Dia Internacional do Voluntário
Quarta, 05 Dezembro 2012 00:21

A Federação Internacional das Sociedades da Cruz Vermelha e do Crescente Vermelho (FICV) apela aos governos para identificarem e ultrapassarem falhas e barreiras na legislação e políticas que podem colocar em perigo ou impedir os voluntários no pós-desastre.
“Quando ocorre um desastre, quando há uma crise, os voluntários da Cruz Vermelha Crescente Vermelho estão entre os primeiros a responder”, diz Bekele Geleta, o Secretário-Geral da FICV. “Antes da assistência internacional chegar, estão muitas vezes na linha da frente da ajuda, muitas vezes em ambientes incrivelmente perigosos”.
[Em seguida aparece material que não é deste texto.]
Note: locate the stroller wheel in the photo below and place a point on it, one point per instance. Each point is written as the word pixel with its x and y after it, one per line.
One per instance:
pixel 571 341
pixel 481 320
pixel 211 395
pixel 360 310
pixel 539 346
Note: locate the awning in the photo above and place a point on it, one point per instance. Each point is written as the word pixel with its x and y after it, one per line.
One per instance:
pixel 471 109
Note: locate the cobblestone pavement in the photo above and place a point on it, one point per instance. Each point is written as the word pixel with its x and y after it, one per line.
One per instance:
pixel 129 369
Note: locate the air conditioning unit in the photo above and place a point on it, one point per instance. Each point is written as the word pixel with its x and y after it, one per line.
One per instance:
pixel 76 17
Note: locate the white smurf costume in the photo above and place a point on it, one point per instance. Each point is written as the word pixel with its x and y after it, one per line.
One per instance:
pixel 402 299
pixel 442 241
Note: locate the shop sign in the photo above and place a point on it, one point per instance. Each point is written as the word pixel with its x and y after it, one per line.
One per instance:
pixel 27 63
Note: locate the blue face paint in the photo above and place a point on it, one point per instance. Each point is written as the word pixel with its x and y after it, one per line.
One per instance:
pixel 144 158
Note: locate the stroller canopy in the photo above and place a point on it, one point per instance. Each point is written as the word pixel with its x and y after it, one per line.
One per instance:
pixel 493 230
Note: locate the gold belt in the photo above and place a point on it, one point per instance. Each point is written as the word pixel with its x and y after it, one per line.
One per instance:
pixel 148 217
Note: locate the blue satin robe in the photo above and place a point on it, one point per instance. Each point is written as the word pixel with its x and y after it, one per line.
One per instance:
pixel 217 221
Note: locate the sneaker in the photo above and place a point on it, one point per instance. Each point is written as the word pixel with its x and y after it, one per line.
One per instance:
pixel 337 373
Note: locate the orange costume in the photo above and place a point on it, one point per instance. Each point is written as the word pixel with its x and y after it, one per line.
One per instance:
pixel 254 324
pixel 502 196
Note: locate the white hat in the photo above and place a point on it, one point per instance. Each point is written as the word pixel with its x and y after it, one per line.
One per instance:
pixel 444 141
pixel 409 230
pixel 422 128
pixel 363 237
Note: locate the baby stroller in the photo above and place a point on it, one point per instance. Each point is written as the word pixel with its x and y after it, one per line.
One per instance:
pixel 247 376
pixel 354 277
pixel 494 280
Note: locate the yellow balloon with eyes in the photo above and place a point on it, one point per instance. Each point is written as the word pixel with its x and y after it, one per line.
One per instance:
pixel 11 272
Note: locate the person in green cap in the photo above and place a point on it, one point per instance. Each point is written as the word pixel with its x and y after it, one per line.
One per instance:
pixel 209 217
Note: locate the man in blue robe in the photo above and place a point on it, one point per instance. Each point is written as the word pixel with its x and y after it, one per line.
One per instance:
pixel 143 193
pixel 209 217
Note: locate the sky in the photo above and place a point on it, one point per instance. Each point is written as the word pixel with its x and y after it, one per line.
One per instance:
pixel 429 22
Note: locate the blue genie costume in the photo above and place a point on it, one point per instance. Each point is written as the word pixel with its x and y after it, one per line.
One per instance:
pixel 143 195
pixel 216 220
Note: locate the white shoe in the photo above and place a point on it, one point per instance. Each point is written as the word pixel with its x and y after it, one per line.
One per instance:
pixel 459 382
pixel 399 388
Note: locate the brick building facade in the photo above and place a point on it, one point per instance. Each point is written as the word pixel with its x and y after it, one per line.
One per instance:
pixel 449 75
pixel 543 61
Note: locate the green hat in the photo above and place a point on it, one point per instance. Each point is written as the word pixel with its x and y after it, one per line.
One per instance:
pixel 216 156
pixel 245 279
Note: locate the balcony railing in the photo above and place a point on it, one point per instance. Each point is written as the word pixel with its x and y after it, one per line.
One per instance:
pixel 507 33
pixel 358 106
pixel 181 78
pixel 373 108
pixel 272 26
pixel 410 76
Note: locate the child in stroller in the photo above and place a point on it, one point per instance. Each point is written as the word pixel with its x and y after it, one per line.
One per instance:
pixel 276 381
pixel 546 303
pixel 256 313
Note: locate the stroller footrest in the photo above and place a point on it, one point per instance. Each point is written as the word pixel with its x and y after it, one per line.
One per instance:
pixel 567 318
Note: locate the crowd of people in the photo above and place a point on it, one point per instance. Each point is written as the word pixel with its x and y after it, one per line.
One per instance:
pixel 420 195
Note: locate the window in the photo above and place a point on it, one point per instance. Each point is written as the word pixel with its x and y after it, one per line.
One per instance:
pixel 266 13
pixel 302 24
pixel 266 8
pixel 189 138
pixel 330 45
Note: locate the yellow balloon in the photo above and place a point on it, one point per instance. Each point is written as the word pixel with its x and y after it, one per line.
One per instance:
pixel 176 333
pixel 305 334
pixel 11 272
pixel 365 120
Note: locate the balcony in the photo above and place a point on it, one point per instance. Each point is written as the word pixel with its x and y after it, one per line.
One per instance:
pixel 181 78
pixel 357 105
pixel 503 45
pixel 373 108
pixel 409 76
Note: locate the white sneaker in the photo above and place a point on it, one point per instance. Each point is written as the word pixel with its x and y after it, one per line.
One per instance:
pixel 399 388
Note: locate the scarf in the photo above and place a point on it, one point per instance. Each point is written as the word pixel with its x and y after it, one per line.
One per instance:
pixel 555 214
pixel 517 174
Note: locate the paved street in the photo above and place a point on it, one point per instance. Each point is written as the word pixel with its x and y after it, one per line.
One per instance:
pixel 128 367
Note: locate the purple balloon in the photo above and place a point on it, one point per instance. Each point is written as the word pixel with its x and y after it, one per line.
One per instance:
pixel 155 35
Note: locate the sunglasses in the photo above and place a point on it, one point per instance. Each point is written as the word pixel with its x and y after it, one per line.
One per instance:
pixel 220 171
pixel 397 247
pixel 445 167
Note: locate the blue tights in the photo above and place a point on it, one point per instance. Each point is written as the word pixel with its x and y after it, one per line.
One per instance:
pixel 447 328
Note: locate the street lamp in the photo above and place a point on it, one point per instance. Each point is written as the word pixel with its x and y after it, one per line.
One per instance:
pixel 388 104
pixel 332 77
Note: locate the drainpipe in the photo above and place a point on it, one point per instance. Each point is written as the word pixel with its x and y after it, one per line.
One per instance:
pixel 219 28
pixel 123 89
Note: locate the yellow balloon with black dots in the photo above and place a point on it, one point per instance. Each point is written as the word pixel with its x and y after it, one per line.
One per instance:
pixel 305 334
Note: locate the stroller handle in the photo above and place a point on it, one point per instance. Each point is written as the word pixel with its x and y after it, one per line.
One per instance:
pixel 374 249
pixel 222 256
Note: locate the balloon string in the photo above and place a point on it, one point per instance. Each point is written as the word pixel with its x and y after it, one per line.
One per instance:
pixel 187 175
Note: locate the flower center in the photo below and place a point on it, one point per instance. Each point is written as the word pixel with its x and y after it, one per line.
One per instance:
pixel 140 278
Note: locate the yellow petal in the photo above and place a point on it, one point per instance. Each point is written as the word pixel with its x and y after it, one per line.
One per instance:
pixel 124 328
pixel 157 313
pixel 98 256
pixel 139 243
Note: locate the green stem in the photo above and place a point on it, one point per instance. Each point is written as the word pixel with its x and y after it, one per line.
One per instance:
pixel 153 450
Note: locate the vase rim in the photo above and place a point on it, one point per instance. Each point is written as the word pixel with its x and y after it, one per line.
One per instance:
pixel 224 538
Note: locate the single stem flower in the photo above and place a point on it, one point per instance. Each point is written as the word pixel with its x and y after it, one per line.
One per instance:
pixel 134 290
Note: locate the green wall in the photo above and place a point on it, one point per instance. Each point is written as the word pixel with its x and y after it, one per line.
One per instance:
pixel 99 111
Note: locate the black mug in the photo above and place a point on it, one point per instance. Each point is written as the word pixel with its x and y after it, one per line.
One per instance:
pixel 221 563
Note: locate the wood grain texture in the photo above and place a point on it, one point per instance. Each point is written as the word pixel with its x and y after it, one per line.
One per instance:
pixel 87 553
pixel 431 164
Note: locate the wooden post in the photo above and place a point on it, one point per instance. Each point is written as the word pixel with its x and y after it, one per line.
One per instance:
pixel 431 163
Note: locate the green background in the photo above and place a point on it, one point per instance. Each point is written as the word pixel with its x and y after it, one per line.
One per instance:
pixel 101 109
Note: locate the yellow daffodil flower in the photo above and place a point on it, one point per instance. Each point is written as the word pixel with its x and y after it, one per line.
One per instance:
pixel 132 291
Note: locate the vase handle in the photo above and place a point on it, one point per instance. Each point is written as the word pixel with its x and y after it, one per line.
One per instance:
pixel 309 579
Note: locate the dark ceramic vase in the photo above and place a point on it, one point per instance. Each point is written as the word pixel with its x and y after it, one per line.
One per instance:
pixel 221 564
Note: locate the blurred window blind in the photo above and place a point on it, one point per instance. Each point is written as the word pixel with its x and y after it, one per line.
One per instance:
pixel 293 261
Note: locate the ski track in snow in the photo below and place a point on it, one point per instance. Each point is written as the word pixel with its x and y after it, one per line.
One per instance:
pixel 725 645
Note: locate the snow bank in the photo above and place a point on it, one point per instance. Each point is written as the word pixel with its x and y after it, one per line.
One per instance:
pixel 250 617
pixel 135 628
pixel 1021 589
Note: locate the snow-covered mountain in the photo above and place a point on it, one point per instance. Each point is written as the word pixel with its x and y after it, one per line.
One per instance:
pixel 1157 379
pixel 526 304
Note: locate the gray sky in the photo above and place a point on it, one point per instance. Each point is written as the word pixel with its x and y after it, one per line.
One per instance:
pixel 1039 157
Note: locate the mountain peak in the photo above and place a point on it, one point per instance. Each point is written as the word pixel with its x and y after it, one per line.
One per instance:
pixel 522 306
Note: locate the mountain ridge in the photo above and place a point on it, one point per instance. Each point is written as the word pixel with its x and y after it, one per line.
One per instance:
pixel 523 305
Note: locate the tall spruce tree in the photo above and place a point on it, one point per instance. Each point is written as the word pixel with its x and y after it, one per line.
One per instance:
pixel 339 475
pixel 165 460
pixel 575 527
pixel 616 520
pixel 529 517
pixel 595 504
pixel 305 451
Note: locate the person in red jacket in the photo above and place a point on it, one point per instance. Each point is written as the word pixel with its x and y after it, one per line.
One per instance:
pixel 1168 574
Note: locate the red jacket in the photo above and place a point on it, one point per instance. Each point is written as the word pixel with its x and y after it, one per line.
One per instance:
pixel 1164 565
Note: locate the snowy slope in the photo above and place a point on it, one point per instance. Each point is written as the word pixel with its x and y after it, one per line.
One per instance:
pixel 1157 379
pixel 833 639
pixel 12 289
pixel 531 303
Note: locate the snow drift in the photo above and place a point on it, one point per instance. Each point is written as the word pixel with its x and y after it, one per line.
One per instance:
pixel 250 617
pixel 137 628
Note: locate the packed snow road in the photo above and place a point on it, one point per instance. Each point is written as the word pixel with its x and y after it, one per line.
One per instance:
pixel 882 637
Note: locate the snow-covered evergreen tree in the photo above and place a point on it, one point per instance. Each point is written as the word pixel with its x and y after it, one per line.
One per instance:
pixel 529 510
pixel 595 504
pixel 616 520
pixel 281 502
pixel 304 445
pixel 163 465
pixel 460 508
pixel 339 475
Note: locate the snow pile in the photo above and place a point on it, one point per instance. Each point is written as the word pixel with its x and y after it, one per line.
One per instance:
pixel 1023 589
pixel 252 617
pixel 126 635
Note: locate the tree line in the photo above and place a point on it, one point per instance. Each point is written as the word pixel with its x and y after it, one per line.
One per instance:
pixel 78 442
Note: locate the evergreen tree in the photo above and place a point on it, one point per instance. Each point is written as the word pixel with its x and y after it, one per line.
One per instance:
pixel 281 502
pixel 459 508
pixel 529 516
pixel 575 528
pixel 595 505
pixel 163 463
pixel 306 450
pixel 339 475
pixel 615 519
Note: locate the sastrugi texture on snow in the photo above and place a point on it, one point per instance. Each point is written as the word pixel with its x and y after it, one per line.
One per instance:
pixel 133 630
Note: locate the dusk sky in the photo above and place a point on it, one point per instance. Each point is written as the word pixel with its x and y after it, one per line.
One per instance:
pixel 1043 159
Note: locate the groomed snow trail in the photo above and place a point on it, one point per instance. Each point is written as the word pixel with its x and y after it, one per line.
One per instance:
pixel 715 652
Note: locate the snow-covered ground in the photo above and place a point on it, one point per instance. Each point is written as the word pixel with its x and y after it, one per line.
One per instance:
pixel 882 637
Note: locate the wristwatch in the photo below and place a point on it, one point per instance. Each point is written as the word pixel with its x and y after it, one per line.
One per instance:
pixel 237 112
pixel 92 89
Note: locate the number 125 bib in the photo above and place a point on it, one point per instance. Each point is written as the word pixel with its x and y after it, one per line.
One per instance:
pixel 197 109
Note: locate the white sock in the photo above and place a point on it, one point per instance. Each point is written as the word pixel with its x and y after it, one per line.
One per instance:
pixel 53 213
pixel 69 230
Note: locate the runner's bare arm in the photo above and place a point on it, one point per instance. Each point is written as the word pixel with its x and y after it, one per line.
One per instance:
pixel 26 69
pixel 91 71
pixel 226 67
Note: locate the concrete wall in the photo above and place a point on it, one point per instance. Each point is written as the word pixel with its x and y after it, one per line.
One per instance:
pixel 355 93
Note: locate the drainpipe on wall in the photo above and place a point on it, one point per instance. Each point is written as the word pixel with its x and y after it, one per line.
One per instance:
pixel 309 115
“Apelamos aos governos para trabalharem connosco para tornar o trabalho e a vida destes voluntários mais segura e fácil,” diz Geleta.
Como parte deste apelo, a FICV está a solicitar aos governos que trabalhem com a Cruz Vermelha Crescente Vermelho e outros parceiros para assegurar que todos os voluntários na resposta a emergência estão cobertos por seguros, um processo que a FICV e as sociedades da Cruz Vermelha e do Crescente Vermelho já iniciaram.
“É inaceitável que, dados os riscos que correm, muitos voluntários não tenham a segurança prestada por um seguro básico,” diz Geleta.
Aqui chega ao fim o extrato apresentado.